In summary, the above-mentioned documents, in comparison with the present application, do not show a uniform gradient porous structure nor use Al plating on the surface of the light absorber, except that the form, material and specific preparation method of the light absorber present in the laser power meter/energy meter are different from those of the film-based structure of the present invention ₂ O ₃ And (3) a film. The application prepares the alloy containing Al due to design ₂ O ₃ The film, the porous gradient lanthanide perovskite ceramic body and the film-based structure light absorber of the intermediate transition layer have the comprehensive advantages of laser damage resistance, wide spectrum high absorption and high temperature thermal shock resistance.

Disclosure of Invention

The invention aims at solving the problems of narrow absorption range, low absorption rate, no laser damage resistance and poor high-temperature thermal shock resistance of the existing laser power meter/energy meter light absorber, and aims to provide a film-based structure with high absorption, laser damage resistance and high-temperature thermal shock resistance in the spectrum range of 0.3-14 mu m, an alumina/lanthanide perovskite ceramic composite light absorber and a preparation method thereof.

The invention is realized by adopting the following specific technical scheme, and is characterized in that the matrix material of the light absorber is lanthanide perovskite ceramic material, and the first and seventh layers are compact LaMnO ₃ Ceramic, the second and sixth layers are porous and calcium doped La _1-x Ca _x MnO ₃ Ceramic, third and fifth layers are porous in network and doped with La _1-y Li _y MnO ₃ Ceramic, the fourth layer is porous network and doped with La _1- _z Ca _z CrO ₃ Ceramic, wherein the holes are micron-sized macropores; the aperture of the fourth layer is the largest, the aperture of the third and fifth layers is centered, the aperture of the second and sixth layers is the smallest, the thickness of each layer is 0.05-0.2mm, and the total thickness is 0.5-1mm; the film material of the light absorber is alumina ceramic, and the thickness is 50-200nm.

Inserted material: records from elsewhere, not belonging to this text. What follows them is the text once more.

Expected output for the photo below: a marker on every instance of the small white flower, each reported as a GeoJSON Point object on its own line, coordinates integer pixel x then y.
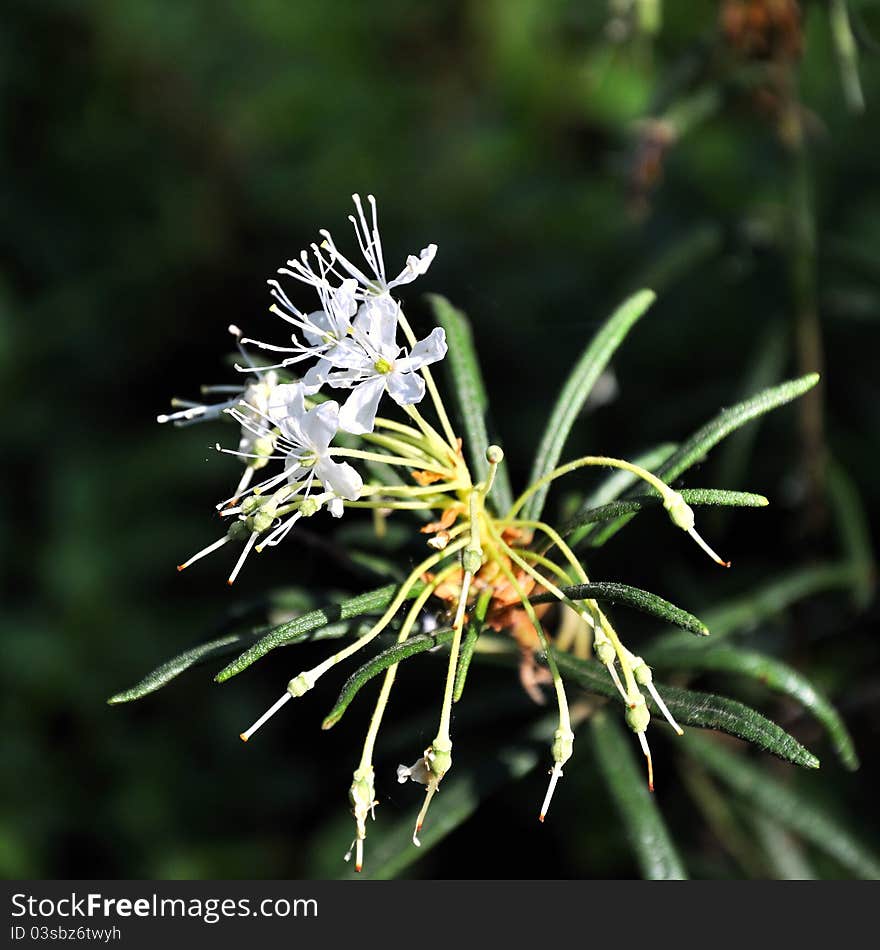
{"type": "Point", "coordinates": [306, 435]}
{"type": "Point", "coordinates": [370, 362]}
{"type": "Point", "coordinates": [256, 444]}
{"type": "Point", "coordinates": [322, 329]}
{"type": "Point", "coordinates": [374, 283]}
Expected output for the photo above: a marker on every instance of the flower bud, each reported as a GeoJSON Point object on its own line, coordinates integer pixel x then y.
{"type": "Point", "coordinates": [637, 715]}
{"type": "Point", "coordinates": [680, 512]}
{"type": "Point", "coordinates": [472, 560]}
{"type": "Point", "coordinates": [300, 684]}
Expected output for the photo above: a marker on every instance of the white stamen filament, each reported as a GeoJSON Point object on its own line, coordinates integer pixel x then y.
{"type": "Point", "coordinates": [429, 794]}
{"type": "Point", "coordinates": [644, 743]}
{"type": "Point", "coordinates": [612, 671]}
{"type": "Point", "coordinates": [203, 553]}
{"type": "Point", "coordinates": [270, 712]}
{"type": "Point", "coordinates": [663, 708]}
{"type": "Point", "coordinates": [555, 775]}
{"type": "Point", "coordinates": [707, 549]}
{"type": "Point", "coordinates": [240, 563]}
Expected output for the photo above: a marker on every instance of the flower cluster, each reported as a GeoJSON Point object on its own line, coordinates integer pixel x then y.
{"type": "Point", "coordinates": [493, 565]}
{"type": "Point", "coordinates": [352, 344]}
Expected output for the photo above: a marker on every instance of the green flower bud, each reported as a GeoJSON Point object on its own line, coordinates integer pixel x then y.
{"type": "Point", "coordinates": [238, 531]}
{"type": "Point", "coordinates": [563, 745]}
{"type": "Point", "coordinates": [262, 520]}
{"type": "Point", "coordinates": [605, 652]}
{"type": "Point", "coordinates": [680, 512]}
{"type": "Point", "coordinates": [642, 672]}
{"type": "Point", "coordinates": [300, 684]}
{"type": "Point", "coordinates": [472, 560]}
{"type": "Point", "coordinates": [439, 757]}
{"type": "Point", "coordinates": [637, 715]}
{"type": "Point", "coordinates": [309, 507]}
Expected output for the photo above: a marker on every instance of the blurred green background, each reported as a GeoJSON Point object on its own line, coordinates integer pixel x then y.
{"type": "Point", "coordinates": [162, 158]}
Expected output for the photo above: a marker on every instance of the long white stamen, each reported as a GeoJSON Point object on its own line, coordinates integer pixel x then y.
{"type": "Point", "coordinates": [240, 563]}
{"type": "Point", "coordinates": [203, 553]}
{"type": "Point", "coordinates": [645, 748]}
{"type": "Point", "coordinates": [663, 708]}
{"type": "Point", "coordinates": [612, 670]}
{"type": "Point", "coordinates": [377, 241]}
{"type": "Point", "coordinates": [555, 775]}
{"type": "Point", "coordinates": [693, 533]}
{"type": "Point", "coordinates": [270, 712]}
{"type": "Point", "coordinates": [429, 794]}
{"type": "Point", "coordinates": [279, 533]}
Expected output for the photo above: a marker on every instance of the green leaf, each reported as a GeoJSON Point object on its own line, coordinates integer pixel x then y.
{"type": "Point", "coordinates": [774, 674]}
{"type": "Point", "coordinates": [746, 612]}
{"type": "Point", "coordinates": [786, 806]}
{"type": "Point", "coordinates": [706, 438]}
{"type": "Point", "coordinates": [657, 857]}
{"type": "Point", "coordinates": [693, 496]}
{"type": "Point", "coordinates": [393, 655]}
{"type": "Point", "coordinates": [576, 390]}
{"type": "Point", "coordinates": [297, 630]}
{"type": "Point", "coordinates": [704, 710]}
{"type": "Point", "coordinates": [173, 668]}
{"type": "Point", "coordinates": [208, 651]}
{"type": "Point", "coordinates": [633, 597]}
{"type": "Point", "coordinates": [470, 395]}
{"type": "Point", "coordinates": [614, 485]}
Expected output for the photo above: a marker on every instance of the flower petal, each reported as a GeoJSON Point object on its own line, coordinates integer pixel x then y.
{"type": "Point", "coordinates": [320, 424]}
{"type": "Point", "coordinates": [285, 401]}
{"type": "Point", "coordinates": [429, 350]}
{"type": "Point", "coordinates": [405, 388]}
{"type": "Point", "coordinates": [415, 266]}
{"type": "Point", "coordinates": [340, 477]}
{"type": "Point", "coordinates": [358, 414]}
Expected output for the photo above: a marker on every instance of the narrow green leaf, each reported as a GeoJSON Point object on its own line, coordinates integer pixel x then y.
{"type": "Point", "coordinates": [765, 368]}
{"type": "Point", "coordinates": [633, 597]}
{"type": "Point", "coordinates": [618, 481]}
{"type": "Point", "coordinates": [786, 806]}
{"type": "Point", "coordinates": [693, 496]}
{"type": "Point", "coordinates": [704, 710]}
{"type": "Point", "coordinates": [759, 604]}
{"type": "Point", "coordinates": [179, 664]}
{"type": "Point", "coordinates": [577, 388]}
{"type": "Point", "coordinates": [378, 664]}
{"type": "Point", "coordinates": [222, 646]}
{"type": "Point", "coordinates": [729, 420]}
{"type": "Point", "coordinates": [774, 674]}
{"type": "Point", "coordinates": [656, 854]}
{"type": "Point", "coordinates": [298, 629]}
{"type": "Point", "coordinates": [704, 439]}
{"type": "Point", "coordinates": [464, 660]}
{"type": "Point", "coordinates": [470, 395]}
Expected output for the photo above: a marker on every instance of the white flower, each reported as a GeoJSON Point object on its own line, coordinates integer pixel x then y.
{"type": "Point", "coordinates": [370, 362]}
{"type": "Point", "coordinates": [306, 437]}
{"type": "Point", "coordinates": [374, 283]}
{"type": "Point", "coordinates": [255, 445]}
{"type": "Point", "coordinates": [322, 329]}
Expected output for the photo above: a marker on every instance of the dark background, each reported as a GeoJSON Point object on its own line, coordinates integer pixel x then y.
{"type": "Point", "coordinates": [161, 159]}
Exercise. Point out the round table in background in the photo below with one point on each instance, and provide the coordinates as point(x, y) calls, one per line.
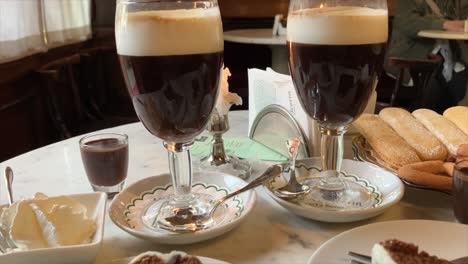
point(270, 234)
point(264, 36)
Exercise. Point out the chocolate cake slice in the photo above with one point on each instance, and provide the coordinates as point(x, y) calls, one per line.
point(175, 257)
point(394, 251)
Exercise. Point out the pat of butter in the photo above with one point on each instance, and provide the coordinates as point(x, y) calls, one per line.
point(25, 231)
point(47, 222)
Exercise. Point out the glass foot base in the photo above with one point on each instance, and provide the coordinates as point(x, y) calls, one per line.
point(234, 166)
point(353, 197)
point(182, 215)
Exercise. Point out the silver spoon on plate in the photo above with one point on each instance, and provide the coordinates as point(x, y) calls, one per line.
point(5, 242)
point(271, 172)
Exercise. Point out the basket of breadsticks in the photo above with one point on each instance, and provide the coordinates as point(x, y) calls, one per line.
point(421, 147)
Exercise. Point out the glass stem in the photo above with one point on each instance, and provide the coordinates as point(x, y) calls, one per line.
point(332, 156)
point(180, 166)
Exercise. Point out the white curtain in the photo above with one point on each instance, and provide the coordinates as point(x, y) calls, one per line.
point(32, 26)
point(20, 29)
point(67, 21)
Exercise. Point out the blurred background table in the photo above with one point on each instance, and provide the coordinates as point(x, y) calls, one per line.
point(269, 235)
point(263, 36)
point(443, 34)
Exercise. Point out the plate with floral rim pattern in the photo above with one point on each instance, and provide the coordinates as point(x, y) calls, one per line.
point(127, 207)
point(385, 188)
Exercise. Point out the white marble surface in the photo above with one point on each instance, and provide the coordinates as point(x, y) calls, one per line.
point(269, 235)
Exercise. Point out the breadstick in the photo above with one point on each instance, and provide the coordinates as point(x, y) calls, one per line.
point(387, 143)
point(429, 173)
point(446, 131)
point(459, 116)
point(414, 133)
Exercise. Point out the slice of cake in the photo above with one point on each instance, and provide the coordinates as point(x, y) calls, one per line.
point(175, 257)
point(394, 251)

The preparation method of the light absorber comprises the following steps:

(1) Synthesizing lanthanide perovskite ceramic powder with wide spectrum and high absorption by a solid phase method: lanthanum oxide, manganese oxide, calcium carbonate, lithium carbonate and chromium oxide are respectively prepared according to LaMnO ₃ 、La _1-x Ca _x MnO ₃ 、La _1-y Li _y MnO ₃ La and La _1-z Ca _z CrO ₃ Mixing materials according to the stoichiometric ratio (x is more than or equal to 0.3 and less than or equal to 0.7,0.3, y is more than or equal to 0.7,0.3 and z is less than or equal to 0.7), performing solid-phase sintering (the sintering temperature is 1000-1200 ℃, the heating speed is 5 ℃/min, the heat preservation time is 2-5 h), performing ball milling at the speed of 300 revolutions per minute and the ball material weight ratio of 3:1 for 24-48 h, and sieving after ball milling to obtain lanthanum manganate, calcium-doped lanthanum manganate, lithium-doped lanthanum manganate and calcium-doped lanthanum chromate powder respectively; the lanthanide perovskite ceramic for the light absorber is innovated in the solid-phase synthesis.

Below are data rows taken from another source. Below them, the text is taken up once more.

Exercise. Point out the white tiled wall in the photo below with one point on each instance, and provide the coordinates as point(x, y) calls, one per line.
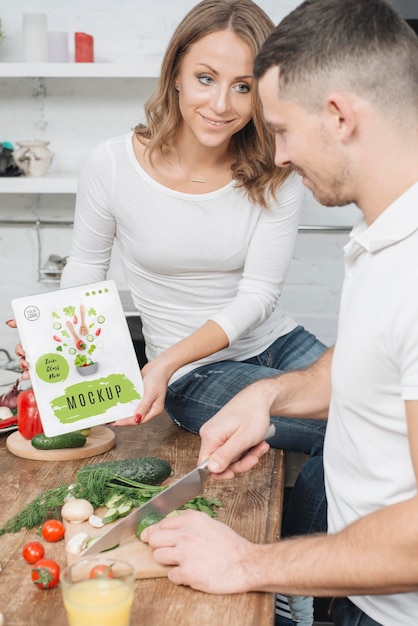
point(77, 113)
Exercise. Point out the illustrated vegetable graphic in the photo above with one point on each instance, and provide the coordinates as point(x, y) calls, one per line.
point(9, 398)
point(28, 421)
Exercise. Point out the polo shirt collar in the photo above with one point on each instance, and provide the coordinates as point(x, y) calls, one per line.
point(396, 222)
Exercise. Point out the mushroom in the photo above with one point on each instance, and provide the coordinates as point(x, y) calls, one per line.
point(77, 510)
point(77, 543)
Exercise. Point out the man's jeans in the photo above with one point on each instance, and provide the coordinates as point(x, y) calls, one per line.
point(194, 398)
point(197, 396)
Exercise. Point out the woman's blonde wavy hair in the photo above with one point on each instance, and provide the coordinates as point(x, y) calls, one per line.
point(254, 168)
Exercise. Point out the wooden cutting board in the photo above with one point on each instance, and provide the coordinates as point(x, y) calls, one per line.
point(100, 440)
point(134, 551)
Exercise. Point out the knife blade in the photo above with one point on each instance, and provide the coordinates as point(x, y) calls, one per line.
point(168, 500)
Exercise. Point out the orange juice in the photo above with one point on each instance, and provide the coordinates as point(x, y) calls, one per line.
point(99, 602)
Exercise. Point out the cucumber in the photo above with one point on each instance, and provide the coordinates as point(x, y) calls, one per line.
point(148, 470)
point(149, 520)
point(68, 440)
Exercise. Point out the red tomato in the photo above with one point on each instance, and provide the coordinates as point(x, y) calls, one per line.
point(53, 530)
point(28, 420)
point(33, 551)
point(46, 573)
point(101, 571)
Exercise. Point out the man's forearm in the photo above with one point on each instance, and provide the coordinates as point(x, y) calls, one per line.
point(302, 393)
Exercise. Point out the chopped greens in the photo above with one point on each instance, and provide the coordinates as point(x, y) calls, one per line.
point(97, 485)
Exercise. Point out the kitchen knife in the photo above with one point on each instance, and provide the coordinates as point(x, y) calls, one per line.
point(168, 500)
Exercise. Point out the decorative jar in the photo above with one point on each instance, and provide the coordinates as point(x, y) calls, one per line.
point(33, 157)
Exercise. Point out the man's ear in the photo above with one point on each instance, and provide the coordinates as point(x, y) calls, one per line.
point(343, 114)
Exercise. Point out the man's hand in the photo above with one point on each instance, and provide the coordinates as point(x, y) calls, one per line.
point(237, 431)
point(204, 554)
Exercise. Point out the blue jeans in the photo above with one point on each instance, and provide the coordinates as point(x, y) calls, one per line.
point(345, 613)
point(195, 397)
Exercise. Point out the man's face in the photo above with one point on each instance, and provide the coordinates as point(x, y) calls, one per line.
point(308, 142)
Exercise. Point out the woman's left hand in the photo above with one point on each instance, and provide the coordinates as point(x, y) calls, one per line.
point(155, 378)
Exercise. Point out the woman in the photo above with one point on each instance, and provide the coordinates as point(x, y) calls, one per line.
point(205, 225)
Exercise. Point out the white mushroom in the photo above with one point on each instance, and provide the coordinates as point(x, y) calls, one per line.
point(96, 521)
point(77, 543)
point(77, 510)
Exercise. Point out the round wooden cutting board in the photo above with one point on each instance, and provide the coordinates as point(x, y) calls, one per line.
point(100, 440)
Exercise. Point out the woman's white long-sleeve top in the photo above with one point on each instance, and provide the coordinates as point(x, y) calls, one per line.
point(187, 258)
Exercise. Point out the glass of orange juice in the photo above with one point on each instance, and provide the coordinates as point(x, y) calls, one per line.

(2) Preparation of holesA lanthanide perovskite ceramic substrate with a gap gradient seven-layer structure: uniformly mixing the four powders with a polyvinyl alcohol solution, and sieving the mixture with a 200-mesh sieve to obtain granulated powder; wherein the weight ratio of the polyvinyl alcohol to the polyvinyl alcohol solution in the polyvinyl alcohol solution is 5-10%, and the weight ratio of the polyvinyl alcohol solution to the ceramic powder is 8-10%; then the granulated powder is evenly spread on the surface of the substrate

In the hot press mold of (2), the first and seventh layers are LaMnO ₃ The second and sixth layers are La _1-x Ca _x MnO ₃ The third and fifth layers are La _1-y Li _y MnO ₃ The fourth layer is La _1-z Ca _z CrO ₃ Wherein the weight of the powder of each layer is between 0.2 and 0.8g, and the pressure is maintained for 5 to 10 minutes under the mould pressing of 10 to 15Mpa to obtain a green body; sintering for 2-4 hours at the high temperature of 1400-1500 ℃ and the pressure of 10-20 kPa in an argon environment to obtain the porous gradient lanthanide perovskite ceramic substrate with compact surface layer and porous middle, wherein the thickness of each layer is 0.05-0.2mm and the total thickness is 0.5-1mm;

(3) Plating compact Al ₂ O ₃ Film: adopting vacuum evaporation, pulse laser deposition, atomic layer deposition or magnetron sputtering technology to plate Al with thickness of 50-200nm on the surface of the gradient ceramic ₂ O ₃ A membrane;

(4) Heat treatment in an air furnace: the membrane base structure is placed in an air furnace, and a transition layer is generated at the interface of the membrane base after heat preservation for 5-30 min at 500-1000 ℃.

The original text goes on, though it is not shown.